Government ‘culpable’ over nuclear contract failures, say MPs

Nuclear news
Nuclear news

The Government has been accused of being “culpable” for failures over a nuclear clean-up contract that cost the taxpayer up to £122 million.

The Public Accounts Committee (PAC) published a damning report into a contract to clean up the Magnox nuclear reactor and research sites.

The Nuclear Decommissioning Authority (NDA) was accused of failing in both the procurement and management of the contract, which was awarded to the wrong bidder after an “overly complex” procurement process.

Between 2012 and 2014, the NDA ran a procurement exercise for services to decommission 12 sites – two nuclear research sites and 10 Magnox sites – and awarded a 14-year contract to Cavendish Fluor Partnership.

It was taken to court after Energy Solutions, part of a consortium that bid for the contract but lost, lodged legal claims.

After nearly two years of litigation, the High Court ruled that the NDA had wrongly decided the outcome of the procurement process, and the NDA settled legal claims of nearly £100 million.

The PAC said the costly mistakes had caused “untold reputational damage” to the NDA, but it added that the Government must share the blame for approving the authority’s approach.

Geoffrey Clifton-Brown, deputy chairman of the PAC, said: “The Nuclear Decommissioning Authority is entrusted with some of the most important work affecting health and safety matters in the nuclear industry but this sorry affair casts serious doubt on its ability to perform its role effectively.

“From the design and execution of the procurement process onwards, the handling of the Magnox contract has been an appalling piece of mismanagement and financial waste.

“It is wholly unacceptable that some details of what took place should remain so murky – not least the NDA’s inability to fully account for some £500 million of taxpayers’ money paid to its previous contractor.

“Central government is also culpable. Having signed off the NDA’s needlessly complicated procurement plan, it then failed in its duty to taxpayers as issues emerged and costs grew.

“An independent inquiry examining the Magnox contract is under way and both the NDA and central government say they are acting on its interim recommendations.

“Given the scale and implications of the failings set out in our report, we are not prepared simply to take their word for it. In the coming months we expect to be shown concrete evidence of the progress being made.”

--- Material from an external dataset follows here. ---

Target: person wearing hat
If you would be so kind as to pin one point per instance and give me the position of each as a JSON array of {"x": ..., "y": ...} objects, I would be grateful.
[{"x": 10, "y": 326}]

The committee published a series of recommendations, including asking the NDA to update MPs within three months on its investigation into whether it overpaid its previous contractor and, if so, how it planned to recover money.

A Business Department spokesman said: “The Business Secretary has been clear that the reasons for the failure of the Magnox procurement should be exposed and understood, which is why he commissioned the independent Magnox Inquiry last year.

“We have already taken steps to further strengthen the governance and oversight of the NDA and we look forward to the final recommendations of the Magnox Inquiry when it is completed later this year.”

An NDA statement said: “As the Nuclear Decommissioning Authority continues to improve the way it manages the clean-up of the nation’s oldest nuclear sites, we welcome the scrutiny of the

Public Accounts Committee and today’s report.

“We will study the committee’s recommendations and those to come from the Holliday Inquiry, and have already taken significant steps to address the issues arising from the Magnox competition and contract.

“We are committed to learning from the mistakes made, implement any necessary improvements and continue to focus on the important work of cleaning up the UK’s nuclear legacy.”